Here is a revised version of that example from the previous lesson:
sales1.xls orders3.xls sales2.xls sales3.xls apac1.xls europe2.xls na1.xls na2.xls sa1.xls ca1.xls [ns]a.\.xls sales1.xls orders3.xls sales2.xls sales3.xls apac1.xls europe2.xls na1.xls na2.xls sa1.xls ca1.xls
The regular expression used here starts with [ns]; this matches either n or s (but not c or any other character). [ and ] do not match any charactersthey define the set. The literal a matches a, . matches any character, \. matches the ., and the literal xls matches xls. When you use this pattern, only the three desired filenames are matched.
NOTE
Actually, [ns]a.\.xls is not quite right either. If a file named usa1.xls existed, it would match, too. The solution to this problem involves position matching, which will be covered in Lesson 6, "Position Matching."
TIP
As you can see, testing regular expressions can be tricky. Verifying that a pattern matches what you want is pretty easy. The real challenge is in verifying that you are not also getting matches that you don't want.

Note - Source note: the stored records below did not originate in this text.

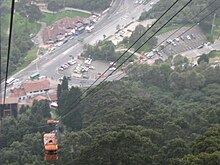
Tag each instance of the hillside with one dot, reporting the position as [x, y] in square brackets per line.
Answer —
[157, 115]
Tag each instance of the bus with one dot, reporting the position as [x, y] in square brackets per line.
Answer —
[10, 81]
[34, 76]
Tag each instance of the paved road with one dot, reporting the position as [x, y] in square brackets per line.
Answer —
[121, 13]
[184, 44]
[206, 49]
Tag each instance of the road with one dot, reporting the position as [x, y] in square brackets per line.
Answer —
[205, 50]
[121, 13]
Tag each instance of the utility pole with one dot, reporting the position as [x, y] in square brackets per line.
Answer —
[213, 24]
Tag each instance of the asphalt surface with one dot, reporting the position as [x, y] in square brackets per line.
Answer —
[184, 44]
[121, 13]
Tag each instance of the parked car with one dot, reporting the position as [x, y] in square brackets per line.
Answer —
[60, 68]
[91, 67]
[188, 37]
[85, 76]
[182, 38]
[112, 68]
[193, 36]
[200, 46]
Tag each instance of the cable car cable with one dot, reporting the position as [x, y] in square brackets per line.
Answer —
[129, 56]
[79, 98]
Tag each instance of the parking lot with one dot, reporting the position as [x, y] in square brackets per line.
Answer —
[79, 71]
[180, 42]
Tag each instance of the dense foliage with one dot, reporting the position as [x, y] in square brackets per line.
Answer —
[156, 115]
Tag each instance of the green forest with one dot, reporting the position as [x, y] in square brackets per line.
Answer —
[167, 113]
[94, 5]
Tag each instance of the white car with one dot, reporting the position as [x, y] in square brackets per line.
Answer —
[112, 69]
[60, 68]
[71, 62]
[91, 67]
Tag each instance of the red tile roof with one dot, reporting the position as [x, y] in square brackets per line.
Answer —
[9, 100]
[36, 85]
[17, 92]
[39, 97]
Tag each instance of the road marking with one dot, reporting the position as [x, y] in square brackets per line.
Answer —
[67, 51]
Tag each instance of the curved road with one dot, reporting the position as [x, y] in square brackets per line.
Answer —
[121, 13]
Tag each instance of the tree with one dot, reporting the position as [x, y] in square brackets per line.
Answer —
[64, 84]
[203, 58]
[179, 60]
[120, 148]
[54, 6]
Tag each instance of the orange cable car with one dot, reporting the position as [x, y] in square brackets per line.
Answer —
[50, 147]
[51, 143]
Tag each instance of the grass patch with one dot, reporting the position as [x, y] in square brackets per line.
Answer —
[51, 18]
[22, 24]
[168, 29]
[31, 55]
[216, 31]
[214, 53]
[145, 2]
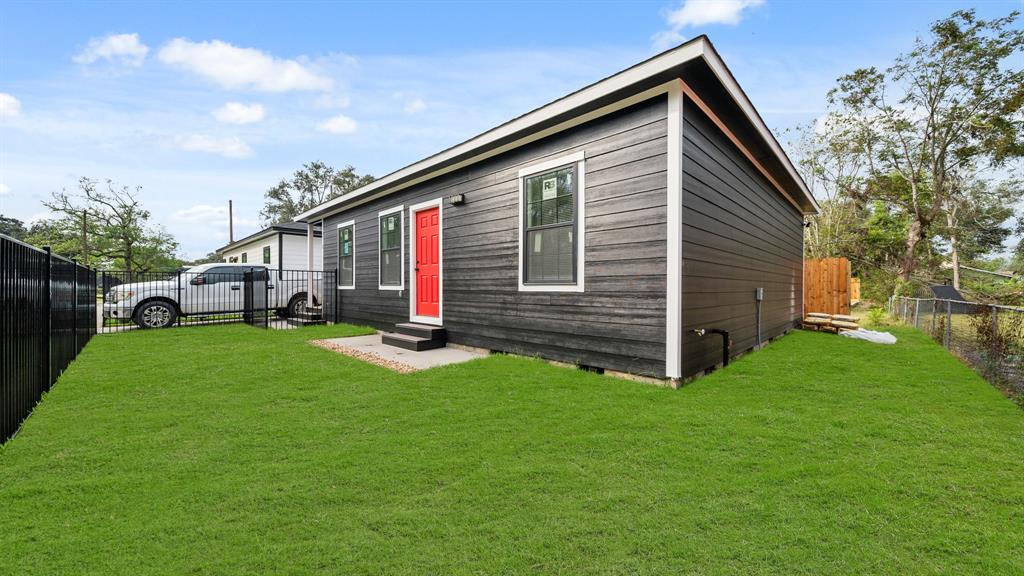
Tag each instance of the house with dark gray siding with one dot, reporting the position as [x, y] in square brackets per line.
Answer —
[614, 228]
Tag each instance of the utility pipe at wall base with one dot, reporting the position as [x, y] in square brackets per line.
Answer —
[726, 342]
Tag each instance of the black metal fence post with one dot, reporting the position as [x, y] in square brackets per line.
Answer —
[49, 315]
[949, 322]
[74, 299]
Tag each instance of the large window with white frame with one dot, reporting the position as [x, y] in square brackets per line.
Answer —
[390, 248]
[551, 225]
[346, 255]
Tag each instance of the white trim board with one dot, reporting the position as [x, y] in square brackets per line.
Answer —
[480, 147]
[581, 221]
[338, 240]
[400, 210]
[413, 317]
[674, 237]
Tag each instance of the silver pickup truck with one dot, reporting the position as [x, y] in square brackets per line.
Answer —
[205, 290]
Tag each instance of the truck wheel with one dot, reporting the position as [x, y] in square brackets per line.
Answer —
[297, 305]
[155, 315]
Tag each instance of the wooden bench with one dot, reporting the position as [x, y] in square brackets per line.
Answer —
[830, 322]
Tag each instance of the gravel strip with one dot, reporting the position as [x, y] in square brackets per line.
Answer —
[366, 357]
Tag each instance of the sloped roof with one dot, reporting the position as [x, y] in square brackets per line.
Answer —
[660, 68]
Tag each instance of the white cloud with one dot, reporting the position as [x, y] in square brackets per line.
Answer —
[333, 100]
[207, 214]
[230, 147]
[9, 106]
[238, 113]
[340, 124]
[700, 12]
[414, 106]
[231, 67]
[117, 48]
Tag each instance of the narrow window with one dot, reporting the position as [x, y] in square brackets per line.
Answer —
[551, 231]
[390, 249]
[346, 255]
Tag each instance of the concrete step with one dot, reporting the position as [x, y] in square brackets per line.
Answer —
[414, 343]
[421, 330]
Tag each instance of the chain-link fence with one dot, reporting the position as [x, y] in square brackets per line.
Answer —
[988, 337]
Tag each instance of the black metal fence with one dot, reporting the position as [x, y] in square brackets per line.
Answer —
[989, 337]
[215, 294]
[47, 315]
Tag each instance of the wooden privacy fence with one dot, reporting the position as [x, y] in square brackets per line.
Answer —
[826, 286]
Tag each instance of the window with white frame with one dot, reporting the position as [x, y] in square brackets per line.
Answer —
[551, 235]
[346, 255]
[390, 223]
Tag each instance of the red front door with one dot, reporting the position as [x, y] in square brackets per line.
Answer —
[427, 262]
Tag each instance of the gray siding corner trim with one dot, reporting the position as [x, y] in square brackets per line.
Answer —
[674, 224]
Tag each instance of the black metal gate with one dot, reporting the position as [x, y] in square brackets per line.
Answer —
[256, 289]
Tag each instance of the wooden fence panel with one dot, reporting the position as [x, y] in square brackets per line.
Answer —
[826, 286]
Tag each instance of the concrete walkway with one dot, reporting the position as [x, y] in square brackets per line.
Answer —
[370, 348]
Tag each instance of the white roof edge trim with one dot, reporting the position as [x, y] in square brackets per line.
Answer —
[249, 240]
[680, 54]
[727, 80]
[698, 47]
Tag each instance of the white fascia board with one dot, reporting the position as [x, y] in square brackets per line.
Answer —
[725, 77]
[698, 47]
[638, 73]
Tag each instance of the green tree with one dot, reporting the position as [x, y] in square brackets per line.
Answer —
[310, 186]
[948, 107]
[108, 228]
[12, 228]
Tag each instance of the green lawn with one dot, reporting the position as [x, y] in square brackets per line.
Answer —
[231, 450]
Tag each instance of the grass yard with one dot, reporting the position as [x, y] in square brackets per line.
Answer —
[230, 450]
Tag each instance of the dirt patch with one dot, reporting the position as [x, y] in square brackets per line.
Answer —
[366, 357]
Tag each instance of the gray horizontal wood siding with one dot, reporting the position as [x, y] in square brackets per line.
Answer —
[617, 323]
[739, 234]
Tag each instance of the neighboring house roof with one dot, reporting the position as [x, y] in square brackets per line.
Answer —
[296, 229]
[695, 58]
[946, 292]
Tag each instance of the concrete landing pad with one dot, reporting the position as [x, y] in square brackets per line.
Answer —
[370, 348]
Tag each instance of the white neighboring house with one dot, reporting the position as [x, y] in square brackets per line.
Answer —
[281, 246]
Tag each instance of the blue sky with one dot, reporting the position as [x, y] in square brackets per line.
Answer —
[199, 104]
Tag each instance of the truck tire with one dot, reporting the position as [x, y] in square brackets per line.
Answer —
[155, 314]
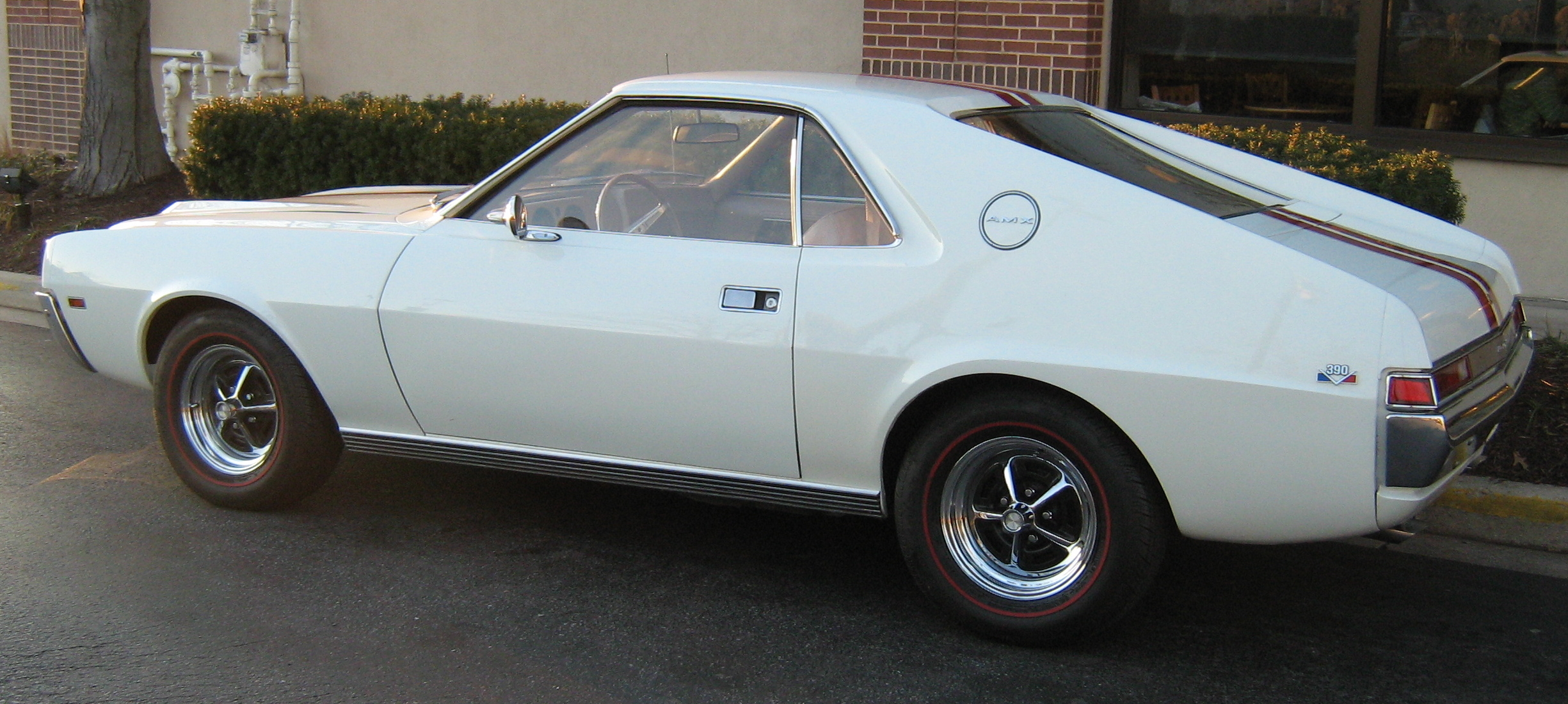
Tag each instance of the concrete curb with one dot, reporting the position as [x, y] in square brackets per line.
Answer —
[18, 303]
[1509, 513]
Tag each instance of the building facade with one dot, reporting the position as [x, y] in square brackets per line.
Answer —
[1399, 72]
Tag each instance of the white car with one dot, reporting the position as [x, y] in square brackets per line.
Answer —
[1039, 336]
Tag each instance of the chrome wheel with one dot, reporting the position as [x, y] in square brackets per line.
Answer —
[229, 410]
[1020, 518]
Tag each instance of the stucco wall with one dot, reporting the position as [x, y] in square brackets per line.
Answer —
[1524, 209]
[551, 49]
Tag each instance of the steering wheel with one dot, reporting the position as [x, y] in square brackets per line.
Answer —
[642, 225]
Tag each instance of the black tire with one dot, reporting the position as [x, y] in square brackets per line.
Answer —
[1009, 570]
[217, 375]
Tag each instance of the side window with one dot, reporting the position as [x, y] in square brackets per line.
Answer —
[835, 207]
[657, 170]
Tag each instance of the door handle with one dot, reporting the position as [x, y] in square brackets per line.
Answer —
[750, 300]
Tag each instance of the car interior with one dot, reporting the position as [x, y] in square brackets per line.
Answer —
[700, 173]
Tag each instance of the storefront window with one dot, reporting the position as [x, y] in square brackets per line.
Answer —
[1484, 67]
[1252, 58]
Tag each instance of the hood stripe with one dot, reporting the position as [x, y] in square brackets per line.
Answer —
[1471, 280]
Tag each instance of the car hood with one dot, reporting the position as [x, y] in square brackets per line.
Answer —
[372, 204]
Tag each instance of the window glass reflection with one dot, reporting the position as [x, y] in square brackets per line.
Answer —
[1485, 67]
[1255, 58]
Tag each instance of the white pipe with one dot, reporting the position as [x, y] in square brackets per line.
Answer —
[295, 77]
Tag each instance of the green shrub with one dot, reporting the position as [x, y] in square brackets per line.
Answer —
[286, 147]
[1423, 180]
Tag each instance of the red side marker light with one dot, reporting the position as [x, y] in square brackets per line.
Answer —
[1410, 391]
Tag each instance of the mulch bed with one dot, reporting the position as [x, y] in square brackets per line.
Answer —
[57, 212]
[1532, 441]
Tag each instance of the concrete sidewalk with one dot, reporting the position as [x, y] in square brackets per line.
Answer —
[1507, 513]
[18, 303]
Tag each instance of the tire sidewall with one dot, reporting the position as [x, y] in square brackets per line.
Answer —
[1110, 580]
[300, 449]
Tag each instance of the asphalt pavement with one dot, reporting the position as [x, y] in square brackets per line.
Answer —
[412, 582]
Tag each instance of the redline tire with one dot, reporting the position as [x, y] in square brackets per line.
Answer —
[1029, 518]
[241, 420]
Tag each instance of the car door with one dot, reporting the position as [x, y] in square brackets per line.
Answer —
[650, 312]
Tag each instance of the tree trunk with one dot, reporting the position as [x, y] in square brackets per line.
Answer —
[121, 145]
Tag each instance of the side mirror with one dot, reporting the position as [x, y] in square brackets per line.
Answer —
[515, 215]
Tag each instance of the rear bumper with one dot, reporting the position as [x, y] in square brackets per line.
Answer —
[61, 332]
[1420, 454]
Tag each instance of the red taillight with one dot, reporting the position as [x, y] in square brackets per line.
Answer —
[1452, 377]
[1412, 391]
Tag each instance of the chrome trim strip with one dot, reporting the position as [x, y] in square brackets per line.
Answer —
[60, 330]
[1479, 402]
[617, 471]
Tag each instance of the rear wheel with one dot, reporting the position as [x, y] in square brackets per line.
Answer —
[239, 417]
[1029, 518]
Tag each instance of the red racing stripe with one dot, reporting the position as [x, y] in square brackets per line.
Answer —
[1471, 280]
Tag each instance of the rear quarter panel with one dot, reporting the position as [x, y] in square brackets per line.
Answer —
[1197, 339]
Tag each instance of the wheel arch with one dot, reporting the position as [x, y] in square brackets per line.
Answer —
[929, 402]
[168, 314]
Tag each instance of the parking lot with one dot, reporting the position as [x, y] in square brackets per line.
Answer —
[438, 584]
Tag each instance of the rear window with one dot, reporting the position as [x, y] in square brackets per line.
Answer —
[1084, 140]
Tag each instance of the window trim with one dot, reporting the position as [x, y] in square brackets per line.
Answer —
[460, 207]
[1363, 109]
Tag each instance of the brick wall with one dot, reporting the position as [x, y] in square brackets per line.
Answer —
[1053, 47]
[47, 67]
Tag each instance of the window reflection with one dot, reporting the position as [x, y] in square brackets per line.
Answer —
[1253, 58]
[1485, 67]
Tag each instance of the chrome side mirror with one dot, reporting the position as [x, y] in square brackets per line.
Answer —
[515, 215]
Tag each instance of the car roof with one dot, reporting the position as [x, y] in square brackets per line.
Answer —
[800, 86]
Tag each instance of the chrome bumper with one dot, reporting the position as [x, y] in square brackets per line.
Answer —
[57, 323]
[1421, 449]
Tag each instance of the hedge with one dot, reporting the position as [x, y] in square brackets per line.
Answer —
[286, 147]
[1423, 180]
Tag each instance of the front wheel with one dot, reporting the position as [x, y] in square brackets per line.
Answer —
[1029, 518]
[241, 420]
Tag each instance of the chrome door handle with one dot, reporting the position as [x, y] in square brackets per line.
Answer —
[750, 300]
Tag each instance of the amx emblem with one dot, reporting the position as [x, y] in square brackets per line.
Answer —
[1336, 374]
[1011, 220]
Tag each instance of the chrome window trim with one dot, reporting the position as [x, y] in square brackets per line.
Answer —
[480, 190]
[620, 471]
[797, 212]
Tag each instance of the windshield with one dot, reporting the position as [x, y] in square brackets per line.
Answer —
[1084, 140]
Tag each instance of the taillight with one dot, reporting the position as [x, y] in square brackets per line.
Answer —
[1412, 391]
[1452, 377]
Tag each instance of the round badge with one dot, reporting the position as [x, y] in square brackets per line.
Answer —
[1011, 220]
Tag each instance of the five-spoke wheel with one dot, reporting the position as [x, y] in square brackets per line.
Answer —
[1018, 518]
[231, 410]
[239, 417]
[1029, 516]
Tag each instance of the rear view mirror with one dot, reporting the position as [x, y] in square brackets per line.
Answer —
[708, 134]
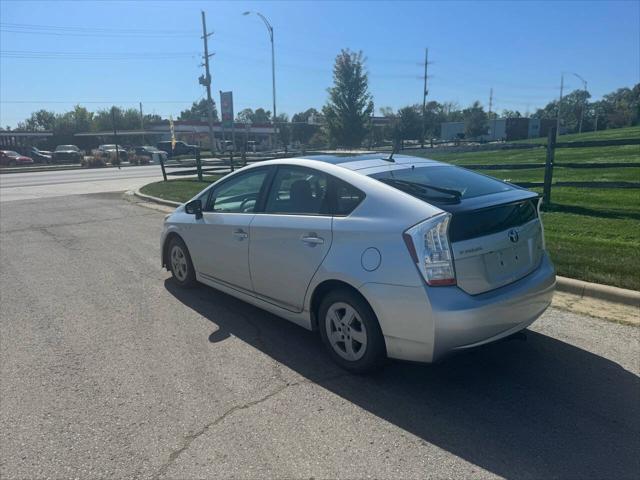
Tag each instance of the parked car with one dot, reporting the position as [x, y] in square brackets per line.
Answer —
[67, 154]
[149, 152]
[11, 158]
[402, 257]
[40, 156]
[181, 148]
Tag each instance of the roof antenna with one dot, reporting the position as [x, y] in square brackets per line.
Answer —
[393, 151]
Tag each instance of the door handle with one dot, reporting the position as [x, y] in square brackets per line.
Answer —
[312, 240]
[240, 234]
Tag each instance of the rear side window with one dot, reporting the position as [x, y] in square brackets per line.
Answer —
[348, 198]
[301, 191]
[239, 194]
[468, 184]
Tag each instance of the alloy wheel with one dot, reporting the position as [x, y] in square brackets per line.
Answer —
[179, 264]
[346, 331]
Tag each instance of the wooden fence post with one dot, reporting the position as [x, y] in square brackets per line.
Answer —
[164, 173]
[548, 167]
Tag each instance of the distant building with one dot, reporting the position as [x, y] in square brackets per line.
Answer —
[190, 131]
[501, 129]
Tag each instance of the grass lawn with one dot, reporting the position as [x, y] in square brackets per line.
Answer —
[611, 134]
[179, 190]
[592, 234]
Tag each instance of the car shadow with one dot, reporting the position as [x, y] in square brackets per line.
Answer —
[538, 408]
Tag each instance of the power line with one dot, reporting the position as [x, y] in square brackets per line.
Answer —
[89, 31]
[95, 101]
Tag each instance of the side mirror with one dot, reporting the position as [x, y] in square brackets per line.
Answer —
[194, 207]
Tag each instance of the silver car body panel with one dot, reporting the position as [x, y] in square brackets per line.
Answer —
[365, 250]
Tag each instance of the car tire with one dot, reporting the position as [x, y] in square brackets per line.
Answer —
[180, 263]
[350, 331]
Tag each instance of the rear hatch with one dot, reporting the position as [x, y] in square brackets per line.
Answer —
[495, 233]
[496, 245]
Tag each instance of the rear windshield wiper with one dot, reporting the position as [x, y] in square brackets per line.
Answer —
[420, 188]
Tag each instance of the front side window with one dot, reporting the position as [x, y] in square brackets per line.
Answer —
[238, 195]
[300, 191]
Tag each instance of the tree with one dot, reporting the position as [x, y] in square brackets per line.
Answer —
[301, 130]
[620, 108]
[40, 120]
[511, 114]
[350, 105]
[198, 111]
[410, 122]
[260, 115]
[475, 121]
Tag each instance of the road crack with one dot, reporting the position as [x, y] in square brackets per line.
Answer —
[189, 439]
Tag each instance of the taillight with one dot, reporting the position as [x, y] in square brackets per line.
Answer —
[428, 245]
[544, 242]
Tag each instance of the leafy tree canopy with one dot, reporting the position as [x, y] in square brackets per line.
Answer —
[350, 105]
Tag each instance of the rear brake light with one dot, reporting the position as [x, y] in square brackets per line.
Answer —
[428, 245]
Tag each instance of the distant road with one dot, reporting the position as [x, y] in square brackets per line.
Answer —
[33, 185]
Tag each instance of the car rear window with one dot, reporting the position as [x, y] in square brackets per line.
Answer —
[468, 184]
[479, 223]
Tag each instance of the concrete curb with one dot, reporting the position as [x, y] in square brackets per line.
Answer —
[160, 201]
[563, 284]
[596, 290]
[48, 168]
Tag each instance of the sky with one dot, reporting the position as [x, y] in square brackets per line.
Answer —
[54, 55]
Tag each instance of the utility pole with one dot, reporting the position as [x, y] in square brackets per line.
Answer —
[424, 98]
[142, 123]
[493, 130]
[584, 104]
[206, 79]
[559, 105]
[115, 135]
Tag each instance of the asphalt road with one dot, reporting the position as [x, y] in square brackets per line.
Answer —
[34, 185]
[109, 370]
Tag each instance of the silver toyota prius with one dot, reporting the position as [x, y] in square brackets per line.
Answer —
[384, 256]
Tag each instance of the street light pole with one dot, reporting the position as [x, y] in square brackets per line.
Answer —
[559, 105]
[584, 101]
[273, 61]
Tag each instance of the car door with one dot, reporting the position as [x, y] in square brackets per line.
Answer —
[219, 241]
[291, 237]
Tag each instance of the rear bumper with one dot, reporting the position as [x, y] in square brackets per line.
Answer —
[426, 324]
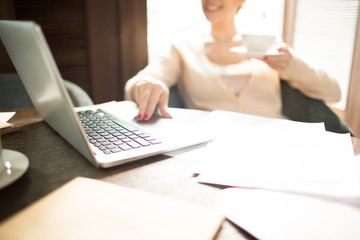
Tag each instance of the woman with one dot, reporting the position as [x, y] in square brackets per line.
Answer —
[210, 76]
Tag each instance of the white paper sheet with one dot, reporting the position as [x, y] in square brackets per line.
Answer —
[275, 215]
[277, 154]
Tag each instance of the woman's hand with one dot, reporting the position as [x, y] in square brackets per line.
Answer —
[149, 94]
[279, 62]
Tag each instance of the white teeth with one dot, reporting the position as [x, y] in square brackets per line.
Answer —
[212, 8]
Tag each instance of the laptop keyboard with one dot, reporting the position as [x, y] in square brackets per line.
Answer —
[112, 135]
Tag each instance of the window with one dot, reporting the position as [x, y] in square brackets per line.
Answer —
[324, 36]
[168, 19]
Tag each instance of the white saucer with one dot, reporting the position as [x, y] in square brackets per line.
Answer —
[16, 165]
[243, 51]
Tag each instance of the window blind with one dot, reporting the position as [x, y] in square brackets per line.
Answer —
[324, 36]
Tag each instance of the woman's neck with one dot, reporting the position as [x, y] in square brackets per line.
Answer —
[224, 31]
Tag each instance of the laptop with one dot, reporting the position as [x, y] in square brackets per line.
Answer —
[116, 137]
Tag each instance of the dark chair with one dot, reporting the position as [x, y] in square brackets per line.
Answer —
[13, 93]
[295, 105]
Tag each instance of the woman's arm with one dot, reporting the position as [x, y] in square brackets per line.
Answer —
[313, 82]
[150, 87]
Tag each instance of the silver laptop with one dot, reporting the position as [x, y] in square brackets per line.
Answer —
[106, 134]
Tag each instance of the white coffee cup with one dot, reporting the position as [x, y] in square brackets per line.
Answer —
[257, 43]
[2, 164]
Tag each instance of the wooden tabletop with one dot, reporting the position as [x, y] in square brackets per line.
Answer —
[53, 162]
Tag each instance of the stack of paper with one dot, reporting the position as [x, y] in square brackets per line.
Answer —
[277, 154]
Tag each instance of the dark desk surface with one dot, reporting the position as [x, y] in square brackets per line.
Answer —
[54, 162]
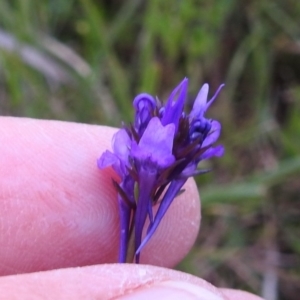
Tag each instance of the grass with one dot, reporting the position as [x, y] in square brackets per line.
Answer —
[85, 60]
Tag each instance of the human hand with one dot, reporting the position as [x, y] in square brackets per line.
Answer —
[58, 212]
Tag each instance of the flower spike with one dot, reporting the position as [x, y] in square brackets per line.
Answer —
[154, 157]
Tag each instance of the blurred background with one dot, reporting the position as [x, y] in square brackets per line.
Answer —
[85, 60]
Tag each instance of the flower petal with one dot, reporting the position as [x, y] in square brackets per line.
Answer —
[200, 102]
[213, 151]
[156, 144]
[121, 145]
[213, 135]
[174, 109]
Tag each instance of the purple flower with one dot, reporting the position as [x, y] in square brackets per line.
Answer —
[154, 157]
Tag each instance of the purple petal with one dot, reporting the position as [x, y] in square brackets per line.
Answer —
[200, 102]
[156, 144]
[121, 145]
[213, 135]
[143, 100]
[213, 151]
[174, 108]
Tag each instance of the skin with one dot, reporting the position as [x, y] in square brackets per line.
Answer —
[59, 222]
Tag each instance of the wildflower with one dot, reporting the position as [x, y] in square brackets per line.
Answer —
[154, 157]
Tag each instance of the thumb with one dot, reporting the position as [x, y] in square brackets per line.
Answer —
[111, 281]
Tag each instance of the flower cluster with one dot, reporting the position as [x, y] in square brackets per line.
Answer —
[154, 157]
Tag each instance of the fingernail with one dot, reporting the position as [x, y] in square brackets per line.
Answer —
[172, 290]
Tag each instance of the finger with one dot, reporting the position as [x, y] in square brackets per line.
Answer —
[115, 281]
[239, 295]
[57, 209]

Character sets are frequently used to make searches (or specific parts thereof) not case sensitive. For example:
The phrase "regular expression" is often abbreviated as RegEx or regex.
[Rr]eg[Ee]x
The phrase "regular expression" is often abbreviated as RegEx or regex.
The pattern used here contains two character sets: [Rr] matches R and r, and [Ee] matches E and e. This way, RegEx and regex are both matched. REGEX, however, would not match.
TIP
If you are using matching that is not case sensitive, this technique would be unnecessary. This type of matching is used only when performing case-sensitive searches that are partially not case sensitive.